Eu vejo a universidade como a grande oportunidade de adquirir e gerar conhecimento específico, e, simultaneamente, ganhar perspetiva e elasticidade mental para conseguir continuar a aprender ao longo da vida. 

Estarmos rodeados por pessoas com interesses comuns e por pessoas muito diferentes de nós é um privilégio. Essa universalidade de um espaço como a Universidade de Lisboa é para ser aproveitada, para se desfrutar, para alargar horizontes. Para que é que serve uma gestora ou um médico que não gosta de ler ficção, um artista que não tem interesse em nova tecnologia, um cientista que não se preocupa com o bem-estar dos outros, um engenheiro que não desfruta de um bom filme, um advogado que não se incomoda com a crise ambiental?

Conhecer e saber a sério implicam a humildade – e o prazer - de dialogar com as outras áreas. É para isso também que aqui estamos. 

Dou-vos um exemplo muito concreto, do último ano letivo, em que assisti a três momentos maravilhosos e totalmente diferentes, nas últimas lições de três professores desta Universidade que completaram 70 anos: a curiosidade do Nuno Crato na sua Matemática Aplicada à Economia e à Gestão e na forma como vê a Educação; também no ISEG, a última aula emocionada do António Garcia Pereira em que o direito do trabalho andou de mãos dadas com a história contemporânea; pontos de vista tão distantes entre si e a tolerância que assim se aprende e cultiva; e a entusiasmante última lição do Fernando António Baptista Pereira em Belas Artes, que deu voz à imagem de artistas que nem sempre a tiveram ao longo dos tempos. 

 

É na diversidade e liberdade de pensar que a ciência e a cultura dão frutos. Um pouco que seja, todos os que passam pela universidade podem e devem respirar este ar, que é puro de tanta mistura. 

 

Apesar de estudar ser difícil, por vezes muito difícil, a universidade é um lugar com tempo. E tempo é capaz de ser ainda mais do que dinheiro.

 

Então, afinal, como deve ser a universidade?

Podem achar que tenho uma visão algo utópica, pela forma como me expressei até aqui. 

Mas também sei que os desafios que se nos colocam hoje são imensos e existe a necessidade de aproximar a universidade das dificuldades da realidade dos nossos dias.

A recente experiência de gestão no ISEG, trouxe-me muitas lições, para além da confirmação das dificuldades que já conhecia: tantos obstáculos formais e rigidez nas regras para gerir.

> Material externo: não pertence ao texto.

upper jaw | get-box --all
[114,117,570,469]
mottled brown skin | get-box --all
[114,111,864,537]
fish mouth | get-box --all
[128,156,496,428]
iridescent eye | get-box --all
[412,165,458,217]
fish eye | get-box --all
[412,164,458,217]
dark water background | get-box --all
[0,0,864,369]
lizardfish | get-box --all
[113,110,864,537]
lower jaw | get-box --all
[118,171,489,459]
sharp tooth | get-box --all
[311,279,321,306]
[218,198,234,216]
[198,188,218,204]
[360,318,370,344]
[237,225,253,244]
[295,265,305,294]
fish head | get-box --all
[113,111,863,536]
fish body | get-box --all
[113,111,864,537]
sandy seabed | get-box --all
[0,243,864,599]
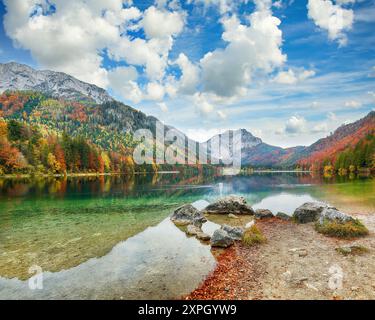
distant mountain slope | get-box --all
[295,111,375,166]
[0,63,375,168]
[0,62,114,103]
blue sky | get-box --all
[0,0,375,146]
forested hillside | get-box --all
[0,91,206,174]
[297,111,375,174]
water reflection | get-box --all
[0,219,215,299]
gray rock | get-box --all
[221,224,244,240]
[255,209,274,219]
[276,212,292,221]
[210,229,234,248]
[293,202,328,223]
[186,224,202,236]
[319,207,354,224]
[171,204,207,227]
[204,195,255,215]
[196,232,211,241]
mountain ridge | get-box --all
[0,62,114,103]
[0,62,375,167]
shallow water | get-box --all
[0,173,375,299]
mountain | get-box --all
[0,63,375,170]
[293,111,375,167]
[0,62,114,103]
[203,111,375,169]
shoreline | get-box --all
[186,215,375,300]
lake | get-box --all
[0,173,375,299]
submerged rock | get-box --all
[293,202,328,223]
[196,232,211,241]
[221,224,244,240]
[211,229,234,248]
[276,212,292,221]
[204,195,255,215]
[171,204,207,227]
[186,224,202,236]
[255,209,274,219]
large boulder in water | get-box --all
[171,204,207,227]
[204,196,255,215]
[255,209,274,219]
[293,202,328,223]
[210,229,234,248]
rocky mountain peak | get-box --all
[0,62,113,103]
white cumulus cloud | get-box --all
[273,69,315,84]
[307,0,355,46]
[200,0,286,97]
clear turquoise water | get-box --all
[0,173,375,299]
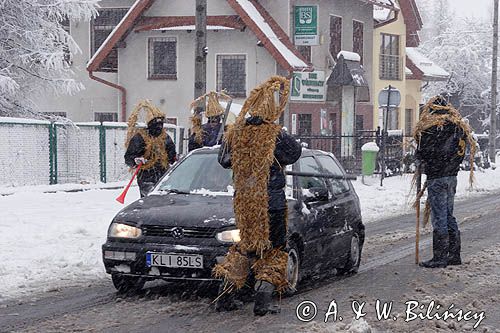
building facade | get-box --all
[39,0,394,135]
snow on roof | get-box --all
[406,47,450,79]
[0,117,50,125]
[87,0,141,67]
[236,0,309,68]
[337,51,361,61]
[153,25,234,31]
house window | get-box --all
[165,117,177,125]
[297,45,311,62]
[217,55,247,97]
[330,16,342,60]
[356,114,365,131]
[384,108,399,130]
[405,109,413,135]
[94,112,118,122]
[148,37,177,80]
[379,34,402,80]
[298,113,312,135]
[90,8,128,72]
[328,113,338,135]
[352,21,364,64]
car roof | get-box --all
[190,146,331,157]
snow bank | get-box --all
[0,185,139,302]
[0,169,500,300]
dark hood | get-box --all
[113,194,234,228]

Só é possível fazer a diferença com uma força inabalável das direções que se sucedem. Mas isso implica correr riscos, com a convicção de fazer aquilo que é certo e nunca desviando o olhar dos grandes objetivos. Deixo aqui apenas 4 lições para o futuro, de entre as muitas que aprendi com os meus colegas e estudantes: 

#1. Numa universidade preparada para os nossos tempos temos de saber o que os outros fazem, em qualquer parte do mundo. Não só em termos científicos, mas também organizacionais. Aprender com os outros. Mas inovar não é copiar os modelos dos outros e passarmos nós próprios a ser outros. Inovar é uma coisa diferente. É construir uma evolução, fazer algo verdadeiramente único, diferente daquilo que já existe. É um caminho difícil, mas que traz muita satisfação quando os resultados surgem. Temos de olhar para acreditações, para rankings, para abertura a perfis mais diversificados de estudantes, professores, funcionários – e temos de fazer tudo isto sem nos descaracterizarmos.  Resumindo, a primeira lição é abrirmo-nos ao mundo, mas deixando que o mundo encontre aqui alguma coisa que seja também única e genuína.

 

#2. O mais difícil de tudo é ter a consciência de que os sucessos são passageiros, da necessidade contínua de mudança. Não é adotar todas as modas; mas implica estarmos sempre a fazer escolhas e a tomar decisões difíceis, muitas vezes controversas. Contudo, quando o objetivo final é claro, vale a pena. Resumindo, a segunda lição é: não descansar. 

 

#3. A abertura à sociedade é indispensável, e é-o, pelo menos, de três formas: (i) na relação com os “empregadores”; (ii) no acompanhamento que damos aos grandes temas do mundo; e (iii) na nossa comunicação.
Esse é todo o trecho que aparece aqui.